Донал же продолжал трудиться. Весну, лето и осень он проводил в Даурской долине, не давая поблажки ни рукам, ни ногам — а вечером и голове. И хотя он нежно любил природу и чувствовал, что в деревне, рядом со звуками и запахами земли и травы в нём просыпается новая жизнь, он не мог не скучать по зимним месяцам в городе, благодаря которым он мог ещё свободнее следовать дивным замыслам Божьего творения. И всё равно, эти месяцы здорового труда среди полей и лугов подарили ему удивительное время для размышлений. Ученику, не способному мыслить вдалеке от своих учебников, даже самая лёгкая работа подобного рода показалась бы тяжким и огорчительным бременем. Но если с глубинного колодца человеческой души сняли закрывавшие его печати и живая вода течёт в нём неизбывными потоками, для него работа мягко и незаметно смешивается с размышлениями, и плуг, за которым он идёт, взрывает и переворачивает к солнцу и ветру не только пласты влажной земли, но и кое–что ещё. Без своих учёных книг мистер Склейтер быстро съёжился бы и усох, превратившись в обыкновенного расчётливого крестьянина, но Донал, даже ни разу не открыв книгу, следовал бы за своими рассуждениями, развивал теории и сочинял стихи до конца своих дней.

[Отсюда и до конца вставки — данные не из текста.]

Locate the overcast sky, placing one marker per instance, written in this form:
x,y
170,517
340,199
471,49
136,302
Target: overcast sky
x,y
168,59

Каждую субботу, как и раньше, он навещал отца с матерью. Джанет была всё такой же жизнелюбивой и приветливой, хотя и говорила, что с того времени, как Гибби уехал от них в город, возраст стал сказываться на ней гораздо быстрее.
— Но всё равно, — тут же прибавляла она, — если Господу угодно, чтобы я высохла от старости, уж трещины–то Он как–нибудь залатает!
Целых шесть недель каждого лета, когда священник с женой уезжали куда–нибудь отдохнуть, Гибби приезжал побыть с Робертом и Джанет. Какое это было блаженство! В те недели он жил совсем так, как прежде: с Робертом и Оскаром, с Джанет, её коровой и Новым Заветом. Только теперь у него было намного больше пищи для размышления и намного больше умения по–разному обо всём размышлять. Своими руками он пристроил к домику нечто вроде крытого крылечка со стенами с обеих сторон и ещё одной дверью, чтобы защитить обитателей от горного ветра; они с Доналом сами притащили для этого все нужные материалы. Гибби настойчиво пытался добиться, чтобы Джанет сказала ему, что ещё он может для неё сделать, но никак не мог выпытать ни одного желания, связанного с этим бренным миром — разве только две–три мелочи для того, чтобы мужу её было теплее и покойнее.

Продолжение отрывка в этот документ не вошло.